When Feature Flags Go Bad
Feature flags, also known as feature toggles, are a powerful tool for developers. They allow developers to turn features on or off within an application after the application has been deployed to production. With feature flags, developers deploy their code once while retaining the ability to toggle certain features when the application runs. There are advantages of feature flags, and carefully using them can lead to:
- Faster deployment: Push out new code without having to wait for a full release.
- Reduced risk: Test new features with a smaller group of users before rolling them out to everyone, and rollback quickly if needed.
- A/B Testing: Test different versions of a feature with different groups of users.
However, like any tool, feature flags need proper implementation and monitoring or things can go bad very quickly.
The Dark Side of Feature Flags
One well-known disaster caused by a careless feature flag implementation is concisely captured in Andy Davie’s talk. It’s a sad story of an American global financial services company that didn’t think through their feature flag implementation.
What went wrong
The company’s development team built a new feature to make the company more money. To control this new feature, they repurposed a feature flag that they created for a different trading algorithm. That old trading algorithm/code was never intended to be used in the real world to process transactions. When the engineer deployed the new code to its eight servers, they made a mistake and did not copy the new code to one of the servers.
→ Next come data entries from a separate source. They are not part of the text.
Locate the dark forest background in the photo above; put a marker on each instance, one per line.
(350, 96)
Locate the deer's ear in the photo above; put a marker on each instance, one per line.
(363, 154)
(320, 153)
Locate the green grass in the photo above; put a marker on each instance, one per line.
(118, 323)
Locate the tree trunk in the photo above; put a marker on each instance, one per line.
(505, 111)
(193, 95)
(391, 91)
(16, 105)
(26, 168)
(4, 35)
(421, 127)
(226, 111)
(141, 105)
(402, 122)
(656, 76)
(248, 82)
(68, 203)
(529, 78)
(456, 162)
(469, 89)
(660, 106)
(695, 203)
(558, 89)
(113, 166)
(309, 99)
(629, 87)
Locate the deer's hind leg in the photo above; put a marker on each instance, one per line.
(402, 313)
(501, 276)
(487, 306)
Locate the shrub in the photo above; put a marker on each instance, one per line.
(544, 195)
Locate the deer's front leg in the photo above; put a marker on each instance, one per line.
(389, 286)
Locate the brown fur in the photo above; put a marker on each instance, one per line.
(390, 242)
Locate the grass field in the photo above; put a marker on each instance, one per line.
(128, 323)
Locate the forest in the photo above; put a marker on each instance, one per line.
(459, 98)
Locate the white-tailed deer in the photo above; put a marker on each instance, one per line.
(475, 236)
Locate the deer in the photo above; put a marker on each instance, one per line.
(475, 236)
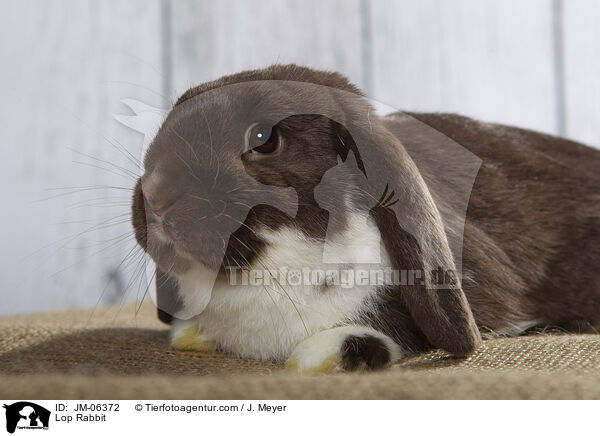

Instead of doing nothing, the server activated the old code by the repurposed flag.
The simple human error was actually a series of bad practices:
- Reusing a feature toggle.
- Keeping dead code for years
- Manual deployment
- Human monitoring
The result: Knight Capital lost half a billion dollars in just 45 minutes.
Lessons Learned
Knight Capital could have prevented the failure and minimized the damage by following these best practices.
- Never re-use a feature toggle: Re-using a flag is the source of Knight Capital’s feature flag horror story.
- Clean up old toggles: Removing flags once they are no longer needed keeps your workflow clean and organized.
- Automate tests as part of the CI process: Testing feature flags consistently through a continuous integration system eliminates human error.
- Monitor the effects of toggling feature flags: Monitoring and alerting on the state of toggles helps to detect potential problems.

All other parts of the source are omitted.